EDMONTON, Dec. 1, 2017 /CNW/ - The Alberta Veterinary Medical Association (ABVMA) is calling on Service Alberta Minister Stephanie McLean to immediately withdraw amendments to the Veterinary Profession Act (VPA), which were drafted without the ABVMA's consultation and introduced this week in Bill 31.
The first of these amendments creates regulation requiring full disclosure of fees before administering treatments, with the exemption of emergencies. This merely replicates an existing bylaw already enforced by the ABVMA that upholds a universal requirement for healthcare providers to obtain informed consent — a vital part of which is fee disclosure — before proceeding with any procedures or treatments.
The second VPA amendment enables fee advertising for certain defined services, overruling existing ABVMA guidelines disallowing the practice.

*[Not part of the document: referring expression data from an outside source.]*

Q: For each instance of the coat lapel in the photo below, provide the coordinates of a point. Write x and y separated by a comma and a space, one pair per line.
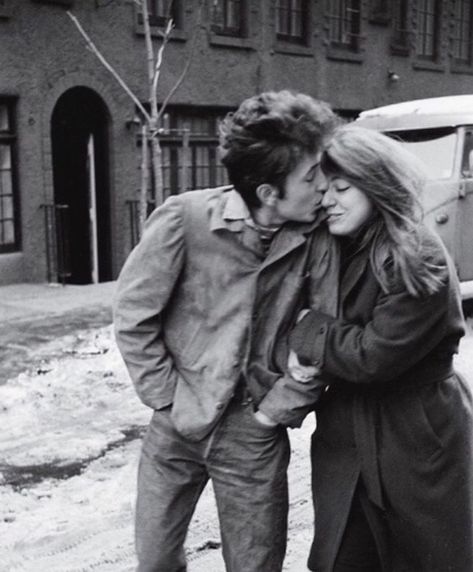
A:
353, 274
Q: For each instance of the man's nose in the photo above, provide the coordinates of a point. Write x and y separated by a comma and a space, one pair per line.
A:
321, 182
327, 198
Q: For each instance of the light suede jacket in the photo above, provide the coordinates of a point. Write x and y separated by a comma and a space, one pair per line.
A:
198, 305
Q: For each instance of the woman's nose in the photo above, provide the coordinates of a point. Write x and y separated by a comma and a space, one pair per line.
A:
327, 198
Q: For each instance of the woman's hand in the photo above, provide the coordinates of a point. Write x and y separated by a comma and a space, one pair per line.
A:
301, 373
264, 419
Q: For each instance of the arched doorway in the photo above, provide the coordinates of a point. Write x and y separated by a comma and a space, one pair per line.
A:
80, 158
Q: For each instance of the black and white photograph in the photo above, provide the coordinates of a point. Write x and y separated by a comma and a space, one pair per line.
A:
236, 285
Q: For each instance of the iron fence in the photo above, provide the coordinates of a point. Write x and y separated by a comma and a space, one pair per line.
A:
56, 222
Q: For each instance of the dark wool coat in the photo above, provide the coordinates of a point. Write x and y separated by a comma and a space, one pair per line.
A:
396, 416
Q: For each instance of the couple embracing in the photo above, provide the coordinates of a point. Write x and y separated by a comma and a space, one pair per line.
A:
309, 284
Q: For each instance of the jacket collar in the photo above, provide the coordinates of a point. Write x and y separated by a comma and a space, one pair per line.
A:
231, 213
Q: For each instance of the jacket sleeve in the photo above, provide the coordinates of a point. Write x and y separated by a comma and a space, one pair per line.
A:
403, 330
144, 287
289, 401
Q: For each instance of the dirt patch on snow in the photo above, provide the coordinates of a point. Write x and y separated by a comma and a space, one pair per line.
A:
70, 440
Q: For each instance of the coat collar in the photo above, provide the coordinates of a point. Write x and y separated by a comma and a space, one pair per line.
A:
231, 214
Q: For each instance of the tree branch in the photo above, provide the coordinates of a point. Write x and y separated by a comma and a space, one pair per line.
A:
186, 67
95, 50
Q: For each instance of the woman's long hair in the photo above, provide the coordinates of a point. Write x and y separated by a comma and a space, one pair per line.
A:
391, 177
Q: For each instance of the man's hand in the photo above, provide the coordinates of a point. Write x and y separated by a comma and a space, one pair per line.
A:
301, 373
264, 419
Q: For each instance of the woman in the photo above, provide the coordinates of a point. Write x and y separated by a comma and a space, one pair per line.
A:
392, 452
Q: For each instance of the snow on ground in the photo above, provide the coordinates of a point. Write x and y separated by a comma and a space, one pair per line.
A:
69, 448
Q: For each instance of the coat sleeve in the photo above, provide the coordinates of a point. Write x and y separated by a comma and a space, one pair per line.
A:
289, 401
144, 287
403, 329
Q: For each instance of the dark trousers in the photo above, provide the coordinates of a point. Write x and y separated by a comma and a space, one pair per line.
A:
247, 463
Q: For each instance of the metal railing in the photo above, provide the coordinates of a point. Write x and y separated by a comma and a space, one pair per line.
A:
134, 218
56, 222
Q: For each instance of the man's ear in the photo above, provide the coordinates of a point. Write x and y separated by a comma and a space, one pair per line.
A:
267, 194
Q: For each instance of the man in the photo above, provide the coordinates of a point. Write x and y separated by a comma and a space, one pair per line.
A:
216, 279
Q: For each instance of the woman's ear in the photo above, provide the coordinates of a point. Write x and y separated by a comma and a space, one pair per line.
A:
267, 194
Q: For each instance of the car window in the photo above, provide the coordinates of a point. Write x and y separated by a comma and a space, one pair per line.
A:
434, 147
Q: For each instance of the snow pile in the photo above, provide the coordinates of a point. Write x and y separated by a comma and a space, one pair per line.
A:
69, 449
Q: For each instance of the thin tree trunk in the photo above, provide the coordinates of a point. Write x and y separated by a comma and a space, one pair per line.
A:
143, 208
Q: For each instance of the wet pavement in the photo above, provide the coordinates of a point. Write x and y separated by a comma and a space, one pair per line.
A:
34, 316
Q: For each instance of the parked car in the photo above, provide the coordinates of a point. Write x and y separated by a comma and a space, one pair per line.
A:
439, 131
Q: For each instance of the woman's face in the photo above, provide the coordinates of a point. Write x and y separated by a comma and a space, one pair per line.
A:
347, 207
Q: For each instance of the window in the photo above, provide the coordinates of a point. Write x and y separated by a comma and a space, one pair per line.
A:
9, 224
400, 40
428, 21
5, 9
462, 32
291, 20
189, 151
161, 10
228, 18
345, 23
380, 11
435, 148
61, 2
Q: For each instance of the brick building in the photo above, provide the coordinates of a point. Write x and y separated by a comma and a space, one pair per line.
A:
69, 157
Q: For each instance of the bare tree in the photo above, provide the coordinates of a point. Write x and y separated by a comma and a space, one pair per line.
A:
151, 113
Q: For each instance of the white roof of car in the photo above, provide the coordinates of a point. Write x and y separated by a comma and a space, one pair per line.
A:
448, 104
433, 112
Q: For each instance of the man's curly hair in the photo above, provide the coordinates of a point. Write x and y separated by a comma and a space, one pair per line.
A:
267, 136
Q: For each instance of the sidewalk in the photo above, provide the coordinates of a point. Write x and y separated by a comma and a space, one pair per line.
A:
35, 315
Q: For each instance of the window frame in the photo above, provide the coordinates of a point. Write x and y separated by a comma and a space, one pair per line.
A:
339, 17
240, 31
301, 39
9, 137
423, 33
457, 23
401, 31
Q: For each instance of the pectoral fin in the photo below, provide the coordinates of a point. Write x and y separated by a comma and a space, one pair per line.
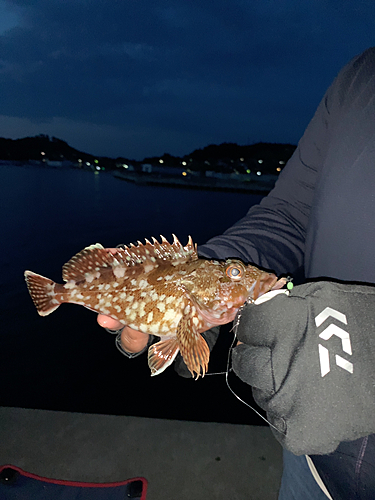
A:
193, 347
161, 355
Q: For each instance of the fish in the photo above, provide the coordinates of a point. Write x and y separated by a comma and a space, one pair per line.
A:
159, 288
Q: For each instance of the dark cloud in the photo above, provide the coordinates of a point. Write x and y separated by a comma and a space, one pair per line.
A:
161, 76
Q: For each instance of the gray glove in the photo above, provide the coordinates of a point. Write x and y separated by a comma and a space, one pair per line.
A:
309, 355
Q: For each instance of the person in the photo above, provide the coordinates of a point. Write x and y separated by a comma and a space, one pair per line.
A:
310, 355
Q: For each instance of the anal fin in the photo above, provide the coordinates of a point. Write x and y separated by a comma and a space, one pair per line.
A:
161, 355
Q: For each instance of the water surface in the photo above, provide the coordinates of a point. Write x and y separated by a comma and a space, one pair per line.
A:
65, 361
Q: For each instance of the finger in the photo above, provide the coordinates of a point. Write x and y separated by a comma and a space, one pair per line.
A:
253, 365
108, 322
133, 340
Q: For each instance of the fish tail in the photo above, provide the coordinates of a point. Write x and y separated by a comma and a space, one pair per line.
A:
42, 291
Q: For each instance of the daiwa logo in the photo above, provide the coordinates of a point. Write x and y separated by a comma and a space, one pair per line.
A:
326, 334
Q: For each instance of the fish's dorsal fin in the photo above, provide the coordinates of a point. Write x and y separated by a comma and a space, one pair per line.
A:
87, 261
150, 253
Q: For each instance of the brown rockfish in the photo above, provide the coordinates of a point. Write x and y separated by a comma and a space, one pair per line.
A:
162, 289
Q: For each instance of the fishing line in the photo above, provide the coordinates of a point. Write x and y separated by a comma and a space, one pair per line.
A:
229, 369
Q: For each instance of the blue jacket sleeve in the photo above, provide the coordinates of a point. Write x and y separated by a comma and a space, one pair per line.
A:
273, 234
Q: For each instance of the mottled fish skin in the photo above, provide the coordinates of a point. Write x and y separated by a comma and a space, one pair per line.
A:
158, 288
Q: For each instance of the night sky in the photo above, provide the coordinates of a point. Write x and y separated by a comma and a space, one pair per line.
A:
139, 78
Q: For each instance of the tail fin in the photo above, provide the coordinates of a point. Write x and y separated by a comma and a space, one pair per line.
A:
42, 292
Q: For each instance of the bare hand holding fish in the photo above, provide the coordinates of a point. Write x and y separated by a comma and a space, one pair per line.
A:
163, 289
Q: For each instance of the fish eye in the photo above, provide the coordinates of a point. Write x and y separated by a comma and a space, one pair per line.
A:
234, 272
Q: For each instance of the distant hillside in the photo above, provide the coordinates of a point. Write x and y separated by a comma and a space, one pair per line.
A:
226, 157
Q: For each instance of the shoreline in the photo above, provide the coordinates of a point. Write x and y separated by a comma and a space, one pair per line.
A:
204, 183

The intent is to protect the public and animals from the degradation of veterinary care resulting from aggressive marketing and pricing that is not compatible with the acceptable professional standards upheld by ABVMA regulation.
Furthermore, this amendment threatens the profession's ability to uphold excellence in care by shifting focus from strong client-veterinarian relationships built on trust and knowledge of patient history to an alarming commodification of a professional medical service that could negatively impact animal health and welfare. The amendment's vagueness also raises serious questions over the potential to degrade the quality of veterinary care in commercial livestock operations, creating potential risks to food safety.
"We are extremely concerned by the Government of Alberta's lack of consultation with us," said ABVMA Deputy Registrar and Complaints Director, Dr. Phil Buote. "As a regulatory body, the ABVMA's primary role is protecting the public interest and ensuring animal health and welfare by upholding the standards of veterinary care. The government's decision to introduce these amendments is not informed by the veterinary profession, and it's an intrusion and overreach that should concern the public and all self-regulating professions in the province."
The Alberta Veterinary Medical Association is the professional regulatory body responsible for the practice of veterinary medicine in the province, under the authority of the Veterinary Profession Act. The primary mandate of the association is to ensure the public is receiving quality veterinary service.
Media availability with Dr. Phil Buote will be held Friday, December 1, 2017, from 11 a.m. to 1 p.m. at the ABVMA offices, located at Building #3, Elm Business Park, 9452 51 Ave NW, Edmonton, AB.